Leeks paired with potatoes in soup form is debated to be either a French or Irish classic. After reading up, it was interesting to learn that potatoes were majorly hyped in France (late 18th century onwards) – thanks to Antoine-Augustin Parmentier who was a huge advocate of potatoes as a food source. This subsequently led to surge in potato recipes becoming widespread in the 19th century.
This easy recipe incorporates just a few ingredients but what makes this a little unique is the crispy topper – spiced crispy chickpeas. It’s one of my favourite ways to prepare chickpeas other than hummus but I may be a little biased because I love chickpeas in all forms.
What Do I Need?
This recipe is simple and gluten free. With a short ingredient list and a quick preparation time, you can make this soup easily during chilly days.
- leeks – you can use both the white and green parts for this recipe
- potatoes – yukon or russets potatoes work really well!
- vegetable stock cubes – to add flavour. I always try to use organic ones!
- herbs – thyme and bay leaves (fresh thyme is great but dried thyme works too)
- plant milk – to add some creaminess I like to add soy milk! But any plant milk works, even coconut if you want extra creaminess and fattiness
- garnish – olive oil and chives (+ crispy chickpeas)
Vegan Potato & Leek Soup
Ingredients
- 1 tbsp vegan butter
- 2 large leeks
- 3 cloves garlic
- 2-3 medium potatoes
- 3 cups water
- 2 cubes vegetable stock
- 2 bay leaves
- 1 tsp dried thyme (sub 2 sprigs fresh thyme)
- 1/2 tsp salt if needed
- 1/4 tsp black pepper
- 1 cup soy milk
- chivea garnish
Spiced Crispy Chickpeas
- 1 can chickpeas
- 1 tsp garlic powder
- 1 tsp onion powder
- 2 tsp smoked paprika
- 1/4 tsp turmeric
- 1 tsp dried herbs
- 1/2 tsp salt
- 1/4 tsp black pepper
- 1-2 tbsp olive oil
Instructions
- Preheat oven to 200C.
- Drain and rinse your chickpeas from the can. Add them onto a baking tray, add your seasonings and coat the chickpeas evenly.

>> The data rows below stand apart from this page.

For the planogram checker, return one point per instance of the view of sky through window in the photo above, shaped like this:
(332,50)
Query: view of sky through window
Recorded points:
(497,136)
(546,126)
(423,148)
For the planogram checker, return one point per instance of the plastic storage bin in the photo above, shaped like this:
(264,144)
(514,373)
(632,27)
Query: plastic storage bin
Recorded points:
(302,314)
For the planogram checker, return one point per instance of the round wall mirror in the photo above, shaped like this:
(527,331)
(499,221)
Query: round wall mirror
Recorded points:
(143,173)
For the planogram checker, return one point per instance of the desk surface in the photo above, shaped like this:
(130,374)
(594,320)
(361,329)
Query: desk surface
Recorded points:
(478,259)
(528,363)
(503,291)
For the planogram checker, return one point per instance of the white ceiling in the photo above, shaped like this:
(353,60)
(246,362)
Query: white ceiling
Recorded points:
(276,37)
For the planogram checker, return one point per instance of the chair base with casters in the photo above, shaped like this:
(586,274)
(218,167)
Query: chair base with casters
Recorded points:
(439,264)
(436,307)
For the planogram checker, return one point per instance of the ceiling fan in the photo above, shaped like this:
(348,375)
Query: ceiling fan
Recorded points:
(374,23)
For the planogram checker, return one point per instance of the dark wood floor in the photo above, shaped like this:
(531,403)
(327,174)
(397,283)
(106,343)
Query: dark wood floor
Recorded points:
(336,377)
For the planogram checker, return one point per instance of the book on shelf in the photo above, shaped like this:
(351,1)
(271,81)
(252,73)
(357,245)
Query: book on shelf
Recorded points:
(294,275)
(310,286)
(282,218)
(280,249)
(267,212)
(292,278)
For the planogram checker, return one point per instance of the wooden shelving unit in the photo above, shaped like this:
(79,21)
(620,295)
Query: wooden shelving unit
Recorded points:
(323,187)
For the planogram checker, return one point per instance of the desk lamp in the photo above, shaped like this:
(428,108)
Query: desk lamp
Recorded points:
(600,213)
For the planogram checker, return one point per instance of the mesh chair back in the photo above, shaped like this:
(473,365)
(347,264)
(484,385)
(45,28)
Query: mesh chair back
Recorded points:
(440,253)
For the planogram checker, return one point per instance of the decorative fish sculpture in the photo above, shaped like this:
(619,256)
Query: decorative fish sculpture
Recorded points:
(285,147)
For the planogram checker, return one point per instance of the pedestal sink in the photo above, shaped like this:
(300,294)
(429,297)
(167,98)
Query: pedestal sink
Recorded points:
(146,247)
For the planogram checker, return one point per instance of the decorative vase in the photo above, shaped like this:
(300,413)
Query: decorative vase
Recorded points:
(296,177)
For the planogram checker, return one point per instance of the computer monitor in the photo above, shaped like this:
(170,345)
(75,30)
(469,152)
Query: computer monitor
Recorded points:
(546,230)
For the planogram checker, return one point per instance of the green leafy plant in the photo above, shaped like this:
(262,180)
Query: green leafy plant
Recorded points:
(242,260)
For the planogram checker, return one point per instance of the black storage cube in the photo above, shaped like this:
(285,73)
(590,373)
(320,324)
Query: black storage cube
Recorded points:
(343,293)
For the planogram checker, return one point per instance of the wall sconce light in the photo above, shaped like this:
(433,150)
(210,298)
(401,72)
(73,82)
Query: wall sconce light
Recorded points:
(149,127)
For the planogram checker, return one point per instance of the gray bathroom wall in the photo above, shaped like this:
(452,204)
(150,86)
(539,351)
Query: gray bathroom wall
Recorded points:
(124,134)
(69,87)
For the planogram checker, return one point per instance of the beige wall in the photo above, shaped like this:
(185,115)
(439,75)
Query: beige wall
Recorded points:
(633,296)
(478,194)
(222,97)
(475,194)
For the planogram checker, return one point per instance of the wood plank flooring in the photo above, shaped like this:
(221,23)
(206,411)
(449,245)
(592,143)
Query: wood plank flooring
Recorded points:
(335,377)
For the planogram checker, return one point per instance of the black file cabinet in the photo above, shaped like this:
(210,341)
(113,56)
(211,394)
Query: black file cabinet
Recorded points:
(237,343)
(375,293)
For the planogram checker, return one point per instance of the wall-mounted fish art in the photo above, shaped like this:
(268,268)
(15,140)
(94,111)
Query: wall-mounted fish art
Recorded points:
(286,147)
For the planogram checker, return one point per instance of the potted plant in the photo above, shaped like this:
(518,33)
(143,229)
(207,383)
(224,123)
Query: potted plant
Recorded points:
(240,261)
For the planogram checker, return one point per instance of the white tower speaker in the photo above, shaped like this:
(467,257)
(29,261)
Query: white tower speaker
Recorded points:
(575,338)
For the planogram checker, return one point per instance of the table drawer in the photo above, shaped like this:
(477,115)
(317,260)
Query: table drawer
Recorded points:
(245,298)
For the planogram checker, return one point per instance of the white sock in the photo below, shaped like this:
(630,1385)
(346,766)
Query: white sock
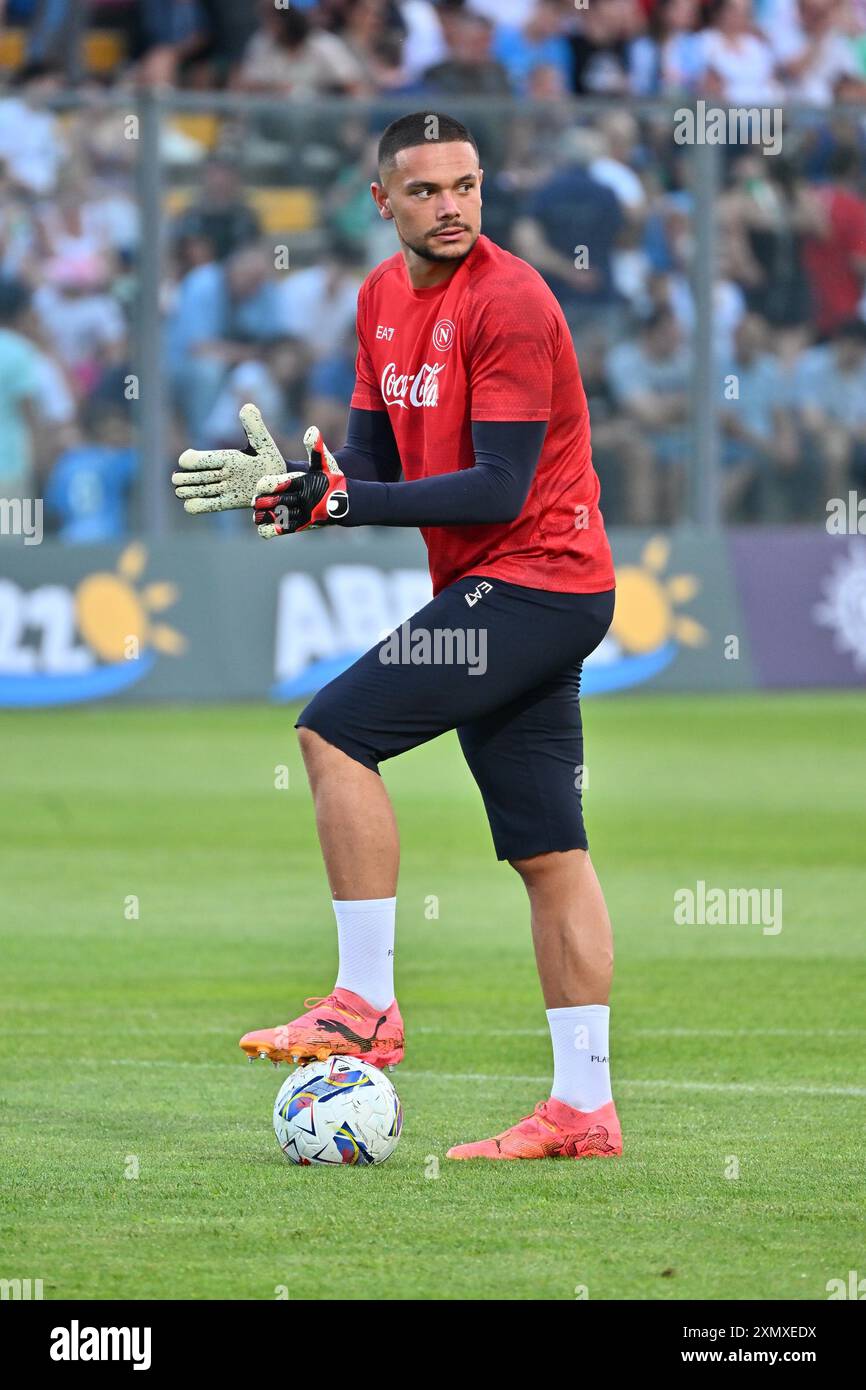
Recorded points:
(364,931)
(581,1068)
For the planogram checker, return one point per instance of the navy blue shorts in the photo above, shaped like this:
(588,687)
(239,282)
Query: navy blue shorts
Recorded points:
(502,665)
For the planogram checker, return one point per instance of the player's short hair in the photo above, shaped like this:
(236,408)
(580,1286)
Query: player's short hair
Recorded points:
(419,128)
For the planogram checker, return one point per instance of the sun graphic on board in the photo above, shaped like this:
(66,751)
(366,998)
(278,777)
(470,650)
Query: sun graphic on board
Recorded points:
(114,617)
(645,617)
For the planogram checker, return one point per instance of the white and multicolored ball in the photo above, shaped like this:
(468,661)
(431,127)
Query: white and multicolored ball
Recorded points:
(339,1111)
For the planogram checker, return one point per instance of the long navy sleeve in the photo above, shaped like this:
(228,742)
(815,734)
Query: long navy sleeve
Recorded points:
(491,492)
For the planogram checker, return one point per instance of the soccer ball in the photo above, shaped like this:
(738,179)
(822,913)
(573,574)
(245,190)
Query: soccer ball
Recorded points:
(339,1111)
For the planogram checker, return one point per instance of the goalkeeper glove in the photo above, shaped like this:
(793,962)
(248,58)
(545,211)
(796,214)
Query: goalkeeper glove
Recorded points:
(314,496)
(217,480)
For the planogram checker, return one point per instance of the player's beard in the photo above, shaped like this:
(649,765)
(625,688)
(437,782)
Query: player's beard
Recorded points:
(427,249)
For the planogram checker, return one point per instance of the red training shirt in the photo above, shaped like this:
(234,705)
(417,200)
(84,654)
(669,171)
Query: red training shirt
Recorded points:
(488,344)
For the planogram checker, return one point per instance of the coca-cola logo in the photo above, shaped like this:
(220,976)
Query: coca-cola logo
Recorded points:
(421,388)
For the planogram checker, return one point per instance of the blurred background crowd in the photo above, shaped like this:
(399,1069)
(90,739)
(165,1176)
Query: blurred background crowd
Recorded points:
(268,228)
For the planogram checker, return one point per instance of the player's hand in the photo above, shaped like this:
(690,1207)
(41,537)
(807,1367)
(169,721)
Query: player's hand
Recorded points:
(218,480)
(299,501)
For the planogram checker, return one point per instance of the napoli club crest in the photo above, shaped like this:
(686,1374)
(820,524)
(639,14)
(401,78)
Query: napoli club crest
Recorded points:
(444,334)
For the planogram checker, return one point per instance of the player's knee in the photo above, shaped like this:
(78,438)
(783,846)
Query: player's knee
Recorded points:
(538,869)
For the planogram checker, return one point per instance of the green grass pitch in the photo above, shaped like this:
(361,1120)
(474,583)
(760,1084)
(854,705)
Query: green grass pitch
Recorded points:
(731,1050)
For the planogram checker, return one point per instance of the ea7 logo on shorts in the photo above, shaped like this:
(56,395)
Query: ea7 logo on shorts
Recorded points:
(444,335)
(471,598)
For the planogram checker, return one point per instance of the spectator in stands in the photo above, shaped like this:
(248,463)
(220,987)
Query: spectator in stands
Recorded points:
(622,456)
(831,398)
(538,41)
(738,61)
(763,217)
(569,230)
(287,56)
(78,313)
(815,57)
(649,380)
(88,489)
(670,57)
(759,442)
(195,325)
(470,67)
(324,295)
(31,139)
(834,252)
(220,211)
(601,50)
(374,36)
(424,43)
(20,381)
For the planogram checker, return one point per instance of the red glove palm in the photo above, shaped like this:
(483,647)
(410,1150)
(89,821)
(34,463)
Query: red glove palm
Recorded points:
(314,496)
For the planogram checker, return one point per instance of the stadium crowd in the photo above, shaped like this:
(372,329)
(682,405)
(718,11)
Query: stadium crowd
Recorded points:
(268,231)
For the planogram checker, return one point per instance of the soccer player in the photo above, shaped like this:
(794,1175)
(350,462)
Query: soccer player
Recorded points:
(467,420)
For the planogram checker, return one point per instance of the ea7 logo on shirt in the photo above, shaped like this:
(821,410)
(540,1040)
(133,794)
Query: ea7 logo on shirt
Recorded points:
(471,598)
(423,388)
(444,335)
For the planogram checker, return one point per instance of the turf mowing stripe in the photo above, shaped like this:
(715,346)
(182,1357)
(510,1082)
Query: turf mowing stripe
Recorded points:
(733,1087)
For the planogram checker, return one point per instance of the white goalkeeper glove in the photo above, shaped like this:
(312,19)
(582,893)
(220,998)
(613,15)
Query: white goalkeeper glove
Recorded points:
(306,499)
(218,480)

- Bake chickpeas for about 15-17 minutes until they are crispy, tossing them halfway.
- Chop the ends of the leeks (there might be dirt stuck between the layers) and chop them nicely.
- Peel potatoes and dice them into cubes. Smash the cloves of garlic with a knife.
- To a pot, add vegan butter. Once it melts, add the leeks and saute for a few minutes. Add garlic and saute for a minute more.
- Add your potatoes, 3 cups of water (2 cups if you want a thicker soup) and add your seasonings – vegetable stock cube, thyme, black pepper and salt (if needed).
- Boil for 10 minutes until potatoes are fork tender.
- Add in your soy milk and mix well. Use an immersion blender and blend the soup until smooth.
- Top the soup with crispy chickpeas, olive oil and chives. Serve!